A chaotic abstract painting, fittingly titled “2020,” hangs in the window of the Electric City Art Gallery.
Painted by artist and gallery owner Joey Matula, the piece’s vibrant colors and heavy texture echo the sentiments of what’s been seen and felt by many during the strangest of years.
“It’s like everything’s getting thrown at you and it’s so dynamic and out of proportion and that was 2020,” Matula said.
He opened the Jay Street gallery about two weeks before the pandemic hit the Capital Region. Looking back, he remembers the roller coaster of those first few weeks in business and then the sheer shock of having it all come to a halt.
“I think at first when it happened, it was really a shock because I was only open two weekends. I had people coming in and I had people buying original art and I was so excited,” Matula said. “I stayed open because nobody knew quite what to do at first and nobody was coming in.”
Over the summer, he brought some of the artwork outside under a tent so people could shop outside of the gallery. He closed for a time during the winter, though continued operations on social media.
“I’ve kept up through Instagram and Facebook and posting all the time about different art and showing different pieces,” Matula said.
For most of the artists he works with, the Electric City Art Gallery was one of the only spaces that continued selling their artwork throughout the pandemic. It’s been rewarding for Matula to be able to provide that support, though the year has been rife with challenges.
Artistically speaking, Matula found during the pandemic that he had nowhere to work. With his whole family home in Schenectady, the house was just too packed to have a productive studio space. Thus, he and his family relocated to a home in Glenville.
“The house was perfect, it’s got a huge basement. It’s kind of mid-century, it’s got different levels all over so it’s fun and eclectic and it needed work but that’s my passion. I love doing that. I put in new floors, redid the kitchen,” Matula said.
He set up his studio in the basement, which is large enough so that he can work on several canvases at a time.
“I can literally work on eight to 10 pieces at a time, larger pieces too and the reason why that’s important to me is because like many artists I can be really emotional about it and I can get really, really uptight so if I’m working on a few pieces and absolutely nothing’s going right, I can move on to a few [other] pieces. When I’ve got a limited space and I can only work on two pieces, I get stuck and I can get stuck for weeks on end and then I’m really just discouraged and down and I don’t even want to paint,” Matula said.

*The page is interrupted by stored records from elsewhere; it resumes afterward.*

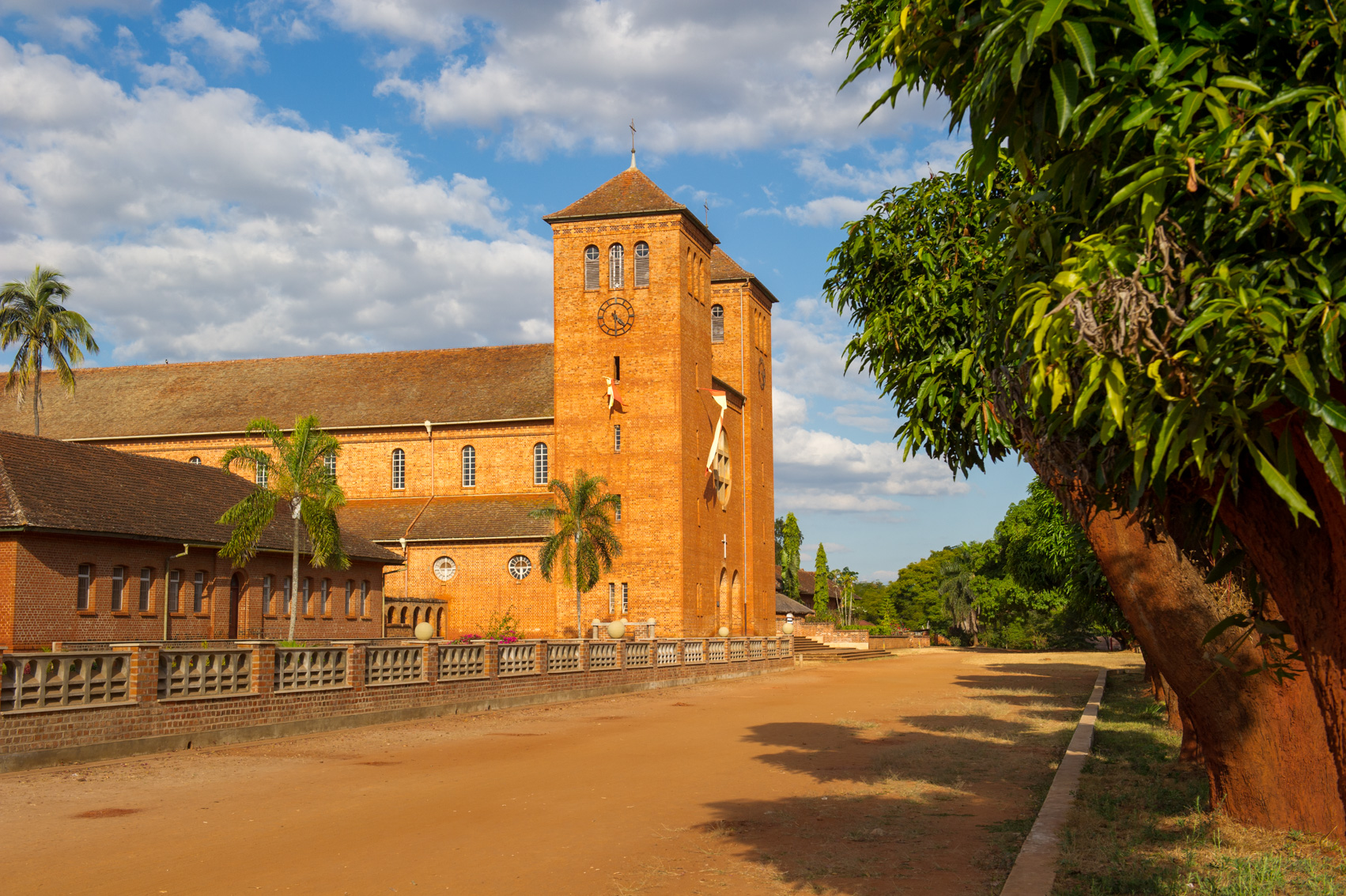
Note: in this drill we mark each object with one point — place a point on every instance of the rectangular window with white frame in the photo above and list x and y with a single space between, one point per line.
84 588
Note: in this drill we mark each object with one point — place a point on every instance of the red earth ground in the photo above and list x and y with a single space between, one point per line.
917 774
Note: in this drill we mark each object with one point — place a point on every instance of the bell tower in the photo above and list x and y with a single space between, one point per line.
638 403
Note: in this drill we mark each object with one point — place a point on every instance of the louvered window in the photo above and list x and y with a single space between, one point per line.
592 268
642 265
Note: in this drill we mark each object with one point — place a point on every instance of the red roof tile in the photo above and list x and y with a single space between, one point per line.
629 193
63 486
501 382
458 518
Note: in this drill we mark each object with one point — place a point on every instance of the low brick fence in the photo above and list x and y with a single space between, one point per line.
149 698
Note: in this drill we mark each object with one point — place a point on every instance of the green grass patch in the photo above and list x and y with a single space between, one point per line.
1142 823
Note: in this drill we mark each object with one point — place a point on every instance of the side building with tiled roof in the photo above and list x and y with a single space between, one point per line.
100 545
660 380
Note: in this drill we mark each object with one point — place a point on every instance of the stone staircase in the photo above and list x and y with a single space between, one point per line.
816 650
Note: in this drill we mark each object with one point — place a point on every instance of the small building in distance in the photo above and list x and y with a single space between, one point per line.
101 545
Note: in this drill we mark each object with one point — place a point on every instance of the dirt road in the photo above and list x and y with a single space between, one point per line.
917 774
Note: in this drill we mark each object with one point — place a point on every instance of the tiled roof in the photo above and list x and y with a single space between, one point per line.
502 382
447 518
629 193
63 486
724 268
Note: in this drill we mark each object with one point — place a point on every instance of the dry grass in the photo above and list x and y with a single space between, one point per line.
1140 823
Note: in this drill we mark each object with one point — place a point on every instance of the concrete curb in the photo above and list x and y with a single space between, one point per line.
224 736
1035 869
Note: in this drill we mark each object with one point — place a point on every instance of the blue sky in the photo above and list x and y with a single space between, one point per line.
274 178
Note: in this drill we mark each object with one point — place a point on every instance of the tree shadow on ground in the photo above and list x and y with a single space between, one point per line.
937 802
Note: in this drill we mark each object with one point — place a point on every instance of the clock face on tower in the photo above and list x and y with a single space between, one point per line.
615 316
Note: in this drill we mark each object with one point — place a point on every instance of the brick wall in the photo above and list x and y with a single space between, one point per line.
40 581
146 719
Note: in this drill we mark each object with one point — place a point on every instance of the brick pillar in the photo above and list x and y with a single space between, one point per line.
429 662
142 671
264 665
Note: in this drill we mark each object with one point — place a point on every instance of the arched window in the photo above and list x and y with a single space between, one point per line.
540 464
642 265
469 467
592 268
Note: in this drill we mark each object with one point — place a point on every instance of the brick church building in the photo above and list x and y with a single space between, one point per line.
660 381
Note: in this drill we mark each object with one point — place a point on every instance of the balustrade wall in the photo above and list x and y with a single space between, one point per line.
120 700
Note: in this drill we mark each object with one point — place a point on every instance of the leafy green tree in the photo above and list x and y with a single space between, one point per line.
1162 319
790 541
822 584
34 319
297 475
583 543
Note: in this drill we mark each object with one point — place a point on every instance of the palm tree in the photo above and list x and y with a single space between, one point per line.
31 316
960 600
583 543
297 472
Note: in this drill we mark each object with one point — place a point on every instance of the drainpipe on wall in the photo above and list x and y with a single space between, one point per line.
167 564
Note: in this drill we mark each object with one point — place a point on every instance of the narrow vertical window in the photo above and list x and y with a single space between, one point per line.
82 588
642 265
592 268
469 467
540 464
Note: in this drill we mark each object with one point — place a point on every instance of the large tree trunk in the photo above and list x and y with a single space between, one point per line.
1263 742
1303 567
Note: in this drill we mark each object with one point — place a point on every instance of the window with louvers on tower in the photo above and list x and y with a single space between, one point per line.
642 265
615 267
592 268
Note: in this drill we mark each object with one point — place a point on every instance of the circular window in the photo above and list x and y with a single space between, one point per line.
520 567
444 568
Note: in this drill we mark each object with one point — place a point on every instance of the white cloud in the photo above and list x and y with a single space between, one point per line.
700 76
230 46
828 211
195 225
786 410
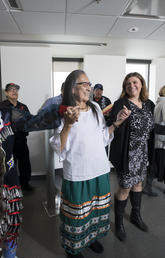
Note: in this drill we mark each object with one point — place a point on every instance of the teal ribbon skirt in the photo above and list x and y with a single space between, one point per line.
84 212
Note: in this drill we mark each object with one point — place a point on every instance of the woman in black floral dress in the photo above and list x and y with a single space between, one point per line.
132 149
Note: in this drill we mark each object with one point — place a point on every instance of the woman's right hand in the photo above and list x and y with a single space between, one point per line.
71 115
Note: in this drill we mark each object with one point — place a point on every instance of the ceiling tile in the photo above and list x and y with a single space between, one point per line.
104 7
40 23
2 7
91 25
43 5
7 25
146 26
158 34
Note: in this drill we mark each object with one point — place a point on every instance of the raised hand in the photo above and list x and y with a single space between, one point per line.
72 114
123 114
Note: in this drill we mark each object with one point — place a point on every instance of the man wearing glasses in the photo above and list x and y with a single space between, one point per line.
20 151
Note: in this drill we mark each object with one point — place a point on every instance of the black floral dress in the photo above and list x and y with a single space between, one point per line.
141 123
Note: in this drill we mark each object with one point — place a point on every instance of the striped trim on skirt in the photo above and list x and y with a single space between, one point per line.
84 213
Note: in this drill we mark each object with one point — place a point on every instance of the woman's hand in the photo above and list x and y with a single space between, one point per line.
71 115
123 114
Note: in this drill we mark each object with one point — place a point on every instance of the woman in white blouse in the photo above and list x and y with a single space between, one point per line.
80 143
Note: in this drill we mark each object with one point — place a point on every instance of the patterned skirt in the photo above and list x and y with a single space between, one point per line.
84 213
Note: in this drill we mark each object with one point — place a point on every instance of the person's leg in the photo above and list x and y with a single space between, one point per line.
24 167
135 198
148 185
120 203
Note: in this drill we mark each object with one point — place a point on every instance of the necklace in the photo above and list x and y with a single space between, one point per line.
84 108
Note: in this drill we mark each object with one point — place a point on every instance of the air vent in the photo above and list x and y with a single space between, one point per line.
14 4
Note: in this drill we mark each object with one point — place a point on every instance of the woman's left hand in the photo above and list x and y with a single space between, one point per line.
123 114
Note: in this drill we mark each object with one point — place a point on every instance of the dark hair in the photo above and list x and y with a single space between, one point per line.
68 96
62 86
143 93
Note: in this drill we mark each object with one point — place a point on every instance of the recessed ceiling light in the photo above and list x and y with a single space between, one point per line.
133 29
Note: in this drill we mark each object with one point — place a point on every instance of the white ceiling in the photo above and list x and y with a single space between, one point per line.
92 21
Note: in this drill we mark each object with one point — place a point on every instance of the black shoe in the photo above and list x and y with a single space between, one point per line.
138 222
120 232
27 188
79 255
149 192
97 247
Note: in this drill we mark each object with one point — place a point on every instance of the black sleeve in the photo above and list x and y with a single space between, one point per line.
159 129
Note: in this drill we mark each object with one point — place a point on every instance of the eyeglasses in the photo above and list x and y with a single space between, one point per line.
13 89
84 83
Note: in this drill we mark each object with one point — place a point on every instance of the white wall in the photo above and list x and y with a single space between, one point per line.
107 70
30 67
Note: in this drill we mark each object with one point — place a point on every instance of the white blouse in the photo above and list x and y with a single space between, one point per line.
84 156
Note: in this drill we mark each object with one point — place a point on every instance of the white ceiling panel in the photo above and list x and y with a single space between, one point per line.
145 27
7 25
40 23
158 34
104 7
43 5
89 24
2 7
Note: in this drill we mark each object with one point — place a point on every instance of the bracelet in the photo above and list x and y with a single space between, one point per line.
115 126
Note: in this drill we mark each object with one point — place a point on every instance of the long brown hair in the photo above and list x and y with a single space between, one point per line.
143 93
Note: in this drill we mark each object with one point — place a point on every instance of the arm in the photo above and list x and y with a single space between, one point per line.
159 129
122 115
70 116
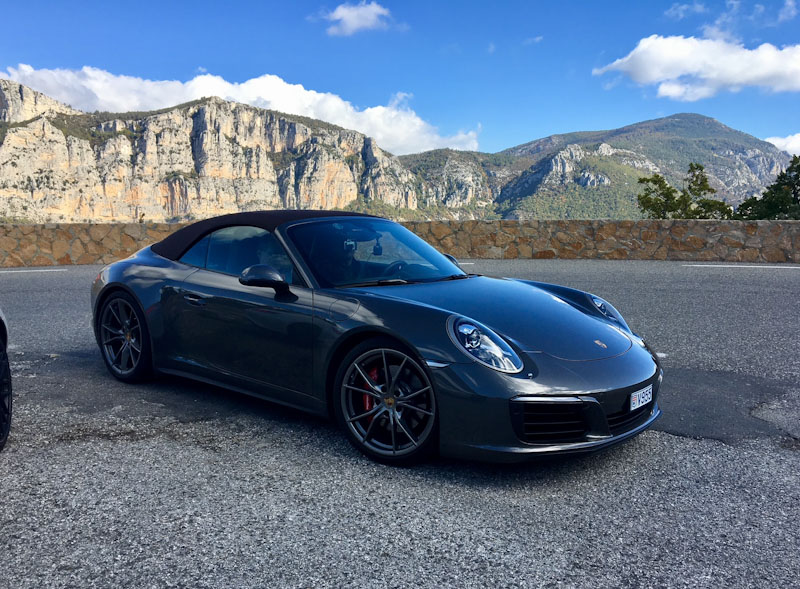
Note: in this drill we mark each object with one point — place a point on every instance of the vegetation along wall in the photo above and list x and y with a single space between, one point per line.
693 240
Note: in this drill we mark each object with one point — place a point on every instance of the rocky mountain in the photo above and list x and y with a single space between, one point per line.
210 157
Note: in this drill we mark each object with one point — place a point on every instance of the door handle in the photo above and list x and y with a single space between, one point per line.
195 300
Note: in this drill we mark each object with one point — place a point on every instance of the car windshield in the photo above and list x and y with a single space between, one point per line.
366 252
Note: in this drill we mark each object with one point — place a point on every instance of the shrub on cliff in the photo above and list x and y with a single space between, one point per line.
781 200
662 201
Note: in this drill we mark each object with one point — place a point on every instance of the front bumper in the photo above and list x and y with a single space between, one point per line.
484 415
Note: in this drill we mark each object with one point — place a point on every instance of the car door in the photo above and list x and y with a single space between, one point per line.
251 337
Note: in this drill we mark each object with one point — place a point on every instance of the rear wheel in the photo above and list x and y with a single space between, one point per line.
124 339
5 396
385 403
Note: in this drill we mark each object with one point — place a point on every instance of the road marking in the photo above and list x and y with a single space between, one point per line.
738 266
38 270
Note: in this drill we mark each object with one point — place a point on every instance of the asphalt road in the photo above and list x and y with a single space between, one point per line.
174 483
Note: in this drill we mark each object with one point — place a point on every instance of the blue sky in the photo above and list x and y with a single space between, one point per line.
418 75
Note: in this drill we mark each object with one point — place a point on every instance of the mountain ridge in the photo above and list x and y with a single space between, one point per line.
212 156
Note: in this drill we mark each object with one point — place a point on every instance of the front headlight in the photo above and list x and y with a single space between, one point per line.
482 344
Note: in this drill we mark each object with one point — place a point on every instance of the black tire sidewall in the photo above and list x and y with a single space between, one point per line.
143 369
428 447
4 434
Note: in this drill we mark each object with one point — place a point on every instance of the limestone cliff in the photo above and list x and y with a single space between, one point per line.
19 103
196 160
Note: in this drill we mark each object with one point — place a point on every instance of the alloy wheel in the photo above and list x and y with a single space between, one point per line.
388 402
121 336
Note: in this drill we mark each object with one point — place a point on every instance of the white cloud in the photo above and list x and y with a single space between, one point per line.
689 69
396 127
788 12
348 18
790 143
681 11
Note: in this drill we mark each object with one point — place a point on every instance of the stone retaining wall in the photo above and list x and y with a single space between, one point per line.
710 241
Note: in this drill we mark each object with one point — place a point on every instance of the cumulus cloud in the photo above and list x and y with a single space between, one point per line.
395 126
788 11
681 11
349 19
790 143
689 69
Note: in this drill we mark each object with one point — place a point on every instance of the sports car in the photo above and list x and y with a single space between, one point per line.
356 317
5 384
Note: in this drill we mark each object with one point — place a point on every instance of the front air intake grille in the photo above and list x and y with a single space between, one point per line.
548 423
626 420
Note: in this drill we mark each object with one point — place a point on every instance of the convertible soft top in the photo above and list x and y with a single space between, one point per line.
174 245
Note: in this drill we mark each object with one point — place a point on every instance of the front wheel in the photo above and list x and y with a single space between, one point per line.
385 403
5 396
123 338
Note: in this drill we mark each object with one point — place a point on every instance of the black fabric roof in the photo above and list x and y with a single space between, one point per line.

Lately, his canvases have been filled with brighter hues than he’s previously worked with. Take “Scan” for instance, a large work on display at the gallery featuring glossy lines of reds, blues and yellows, all carefully layered on top of one another.
Previously, he’d gravitated toward more subdued hues. The change may have in part been prompted by the death of his mother, who Matula said was always incredibly supportive of his work as an artist. Inspired by her, he painted an abstract called “Mom,” which features vivid shades of red. That one hangs at home but another from that same series, called “Red” is on display at the gallery, featuring lines of reds and blacks forming a galactic composition.
“After my mom passed away, I think it just opened up in me, how precious life is and I’m like ‘Just do it. Pour yourself out there into the canvas,’” Matula said.
He has several new works on display at the gallery, as do many of the artists he works with.
“The nice thing is I started out with 10 artists; every one of them are still here, which I really like. It’s more like a family,” Matula said.
There are some new encaustics from Amy Pressman, one standout piece toward the front featuring birch trees set against a bright orange backdrop. There are also new paintings from Schenetadian Richard Sacchetti and glassware from Jo-Anne Sigond.
The pandemic put a damper on the first year, though things have perhaps gone better than expected.
“I’m more than thrilled with the way that the first year went, especially considering COVID. To have people coming in and buying art ranging from small pieces for $25 up to $2,000 apiece for some, that’s really nice and comforting,” Matula said.
Gallery hours are 11 a.m. to 2 p.m. Saturday and Sunday, though he plans to extend hours of operation in the coming months. People can also request appointments for private showings.
“A lot of people have really preferred that. . . . they can look, they can take their time,” Matula said.